Sunday, June 12, 2011

Saying Good-Bye is not the Hard Part of Leaving

At the end of the month I will leave Cape Town and begin a slow trip back to the U.S. The hardest part about leaving a city I have come to know so well is not saying good-bye to friends and those we work with in the townships. Before long, I will be back here again, picking up with everyone where we left off. No, the hardest part is telling the people who have come to depend on me, in part, for their income, that I will no longer need their services.

I’m already in the process of closing up the apartment where I’ve stayed for the past few months. One day a week, Veronica has made the long commute from the township where she lives into Cape Town to clean my flat. It’s an efficiency apartment that I could have easily cleaned on my own, but helping to create a few jobs while I’m here seems like the least I could do to repay a country that has been so hospitable to me. Besides, coming home to an immaculate apartment, with all of my clothes crisply ironed and hanging in a closet, is a luxury I will miss when I’m back in Minneapolis and cleaning my own house.

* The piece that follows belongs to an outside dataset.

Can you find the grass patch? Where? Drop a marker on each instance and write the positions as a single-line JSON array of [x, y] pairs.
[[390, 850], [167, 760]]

This morning I told Veronica that this would be the last time I would need her to clean for me. Veronica took the news about as well as someone, who desperately needs the 200 rand I pay her each week, can. That’s less than $30. Not enough to survive on here, especially when food and gasoline costs are escalating rapidly.

Friends who own a popular guesthouse in Cape Town introduced Veronica to me. They will continue to look out for her and find her work when they can, but with winter setting in and few tourists coming, it’s going to be a challenge for them to help her. A few weeks ago the lens of Veronica’s eyeglasses broke. Losing me as a client makes it less likely that she will replace her glasses anytime soon.

Later today I’ll get my haircut and tell my stylist that I probably won’t be back. She won’t miss cutting my hair. “You have Japan man hair,” she tells me. I take that to mean that my hair is very straight. I know it is a challenge for her to cut. She will, however, miss having a regular customer once a month. There are days when my stylist has only one client. She is trying to find a job waiting tables at night, but the bad economy and the lack of tourists make that an unlikely prospect.

I only rent a car here when I need it and after this week I probably won’t need to have my own transportation. Before returning the rental to Avis, I will take it to be washed. The man who washes my car gets 10 rand, about $1.50, for doing so. The company that owns the car washing service keeps the remaining 35 rand it charges for a basic wash. As surprising as it sounds, the car washer will miss the 10 rand he earns and the 10 rand I tip him when he washes my car.

By the end of the week the only service person I will have left to tell I’m leaving is the man on the street corner in front of my apartment building who sells me the Cape Times newspaper every morning. I give him seven rand for a paper that costs 6.50 rand. It’s not much, a .50 rand tip every day, but over the course of a year that comes to about $20. A man’s got to sell a lot of newspapers to make that up.